Foreword

'Survival of the fittest', the implacable Darwinian notion of heredity in an evolving, ever-changing landscape, applies as much to the business world as the natural. Without warning, people today are forced to compete in a world of rapid and relentless change: new industries are being born; established companies are being boldly challenged by newcomers; start-ups are questioning conventional business thinking; businesspeople face both uncertain challenges and unparalleled opportunities.

As with the colossal impact of an asteroid into our planet, throwing the future into confusion and altering the technological climate forever, even a casual observer can see with the naked eye the hurtling approach of the Internet. However, no knows whom it will hit or which skyscraping dinosaurs will topple. Simultaneously, the swirling black hole of globalisation threatens to swallow any commercial debris in its path in a flurry of mergers and acquisitions. These are all attempts to build fortresses fit to withstand the sound and fury of the economic elements in a world where no frame of reference exists except the speed of light. Electronic news travels faster than wildfire, threatening the tiger economies first with extinction, later only narrowly avoided by the rest of the world on the global San Andreas Stock Exchange.

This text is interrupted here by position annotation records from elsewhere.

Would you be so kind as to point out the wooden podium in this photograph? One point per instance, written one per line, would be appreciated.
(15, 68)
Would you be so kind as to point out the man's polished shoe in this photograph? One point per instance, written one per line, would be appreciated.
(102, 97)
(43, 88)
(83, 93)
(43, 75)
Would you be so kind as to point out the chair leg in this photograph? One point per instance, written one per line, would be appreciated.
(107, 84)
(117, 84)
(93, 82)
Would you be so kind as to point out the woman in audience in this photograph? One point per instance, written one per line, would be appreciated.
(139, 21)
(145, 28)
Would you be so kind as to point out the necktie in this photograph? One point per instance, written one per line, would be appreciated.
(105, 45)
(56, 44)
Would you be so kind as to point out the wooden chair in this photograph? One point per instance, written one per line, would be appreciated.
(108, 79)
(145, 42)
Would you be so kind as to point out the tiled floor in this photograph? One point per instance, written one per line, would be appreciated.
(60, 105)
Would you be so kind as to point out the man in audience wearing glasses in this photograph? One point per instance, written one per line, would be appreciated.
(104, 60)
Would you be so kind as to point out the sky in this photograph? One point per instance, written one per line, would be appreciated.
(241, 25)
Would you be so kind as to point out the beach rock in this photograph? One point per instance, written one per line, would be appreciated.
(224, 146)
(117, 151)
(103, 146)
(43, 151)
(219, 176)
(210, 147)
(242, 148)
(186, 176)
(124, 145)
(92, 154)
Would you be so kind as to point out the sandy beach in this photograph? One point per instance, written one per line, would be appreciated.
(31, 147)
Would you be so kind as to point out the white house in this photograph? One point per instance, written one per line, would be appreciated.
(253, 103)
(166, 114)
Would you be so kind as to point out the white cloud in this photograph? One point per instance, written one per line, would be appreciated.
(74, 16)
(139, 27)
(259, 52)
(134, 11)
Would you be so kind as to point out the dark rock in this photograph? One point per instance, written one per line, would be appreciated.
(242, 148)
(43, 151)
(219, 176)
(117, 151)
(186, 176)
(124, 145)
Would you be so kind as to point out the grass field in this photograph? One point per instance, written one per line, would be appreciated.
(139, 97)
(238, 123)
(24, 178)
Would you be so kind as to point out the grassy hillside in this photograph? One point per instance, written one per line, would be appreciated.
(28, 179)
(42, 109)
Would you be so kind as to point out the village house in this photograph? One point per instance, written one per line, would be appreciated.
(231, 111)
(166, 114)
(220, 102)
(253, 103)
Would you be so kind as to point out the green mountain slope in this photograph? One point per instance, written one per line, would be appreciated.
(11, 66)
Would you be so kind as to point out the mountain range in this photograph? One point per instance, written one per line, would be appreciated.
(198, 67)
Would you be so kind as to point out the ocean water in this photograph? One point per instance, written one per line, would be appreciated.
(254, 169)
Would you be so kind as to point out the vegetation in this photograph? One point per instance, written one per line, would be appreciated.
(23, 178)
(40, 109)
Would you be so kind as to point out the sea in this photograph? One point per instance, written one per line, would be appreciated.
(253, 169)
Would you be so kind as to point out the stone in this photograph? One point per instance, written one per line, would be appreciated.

These twin opposing forces of innovation and consolidation will shape the business arena of the future, presenting new pitfalls and new champions. It will be the companies who are best adapted to the unknown environment of the future who will thrive and positively benefit from the opportunities presented by such an upheaval. Some of the successful species of today will adapt, while others still will grow as completely new breeds of business. It is from the scattered seeds of the past that the future blossoms: this daily journal of one thousand years of human achievement provides the ephemeral landscape upon which the artisans of the 21st era will build.